Donald Trump on Friday broke his post-election silence on his failing Truth Social platform, issuing threats against unnamed people who he said were trash talking his company.
"There are fake, untrue, and probably illegal rumors and/or statements made by, perhaps, market manipulators or short sellers, that I am interested in selling shares of Truth. THOSE RUMORS OR STATEMENTS ARE FALSE. I HAVE NO INTENTION OF SELLING!” Trump wrote in the TruthSocial post. “I hereby request that the people who have set off these fake rumors or statements, and who may have done so in the past, be immediately investigated by the appropriate authorities. Truth is an important part of our historic win, and I deeply believe in it. Thank you for your attention to this matter. MAKE AMERICA GREAT AGAIN!"
It was the first real comment he's made on his Truth Social feed since his victory on Tuesday. The few other posts he sent were merely images of newspapers announcing his win.
Trump's Truth Social stock price has fallen precipitously since the company went public in March.
Initially, the stock was trading around $60 when the company first went public. It's now trading at around $30, up from the nose-dive it took in September amid reports that Trump was eligible to start trading his own shares and possibly cash out on the failing platform.
The fact that Truth Social is trading at anything of value is confounding, as the site has barely any users and lost $19 million in the third quarter alone, Axios reported.

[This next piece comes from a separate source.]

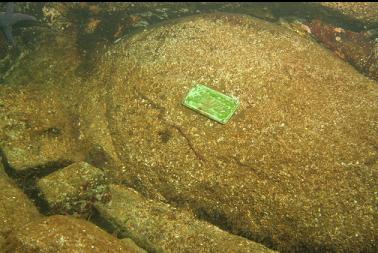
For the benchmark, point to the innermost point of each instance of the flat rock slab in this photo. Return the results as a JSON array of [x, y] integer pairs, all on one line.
[[362, 11], [15, 208], [57, 234], [295, 167], [72, 187], [159, 227]]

Now that Trump will take office again, it’s unclear whether he’ll put his shares in a blind trust to avoid flouting ethics rules. Of course, Trump has no ethics and did not put his companies in a blind trust the first time around, so it’s unlikely he’ll do so now.
Also absurd is that Trump said in his post the "truth is an important part" of his win.
Trump is a notorious liar.
CNN fact-checker Daniel Dale wrote an article ahead of Trump’s win titled “Donald Trump’s campaign of relentless lying,” in which he implored media organizations to cover Trump’s lies more often.
“For the third consecutive presidential election, the Republican presidential nominee is running a relentlessly dishonest campaign for the world’s most powerful office,” he wrote. “Wildly exaggerating statistics, grossly distorting his opponent’s record and his own, regularly just plain making stuff up, Trump is lying to American voters with a frequency and variety whose only precedent is his own previous campaigns.”
In fact, during Trump’s first round, the Washington Post tracked over 30,000 misleading statements.
“If you met someone at a bar who told you 25 things that weren’t true, that would be one of the first things you told other people about this encounter,” Dale wrote. “Trump telling the American people 25 things that aren’t true in a rally speech should be one of the first things media outlets tell their readers and viewers about the speech. Maybe then Trump would care a bit more about being corrected.”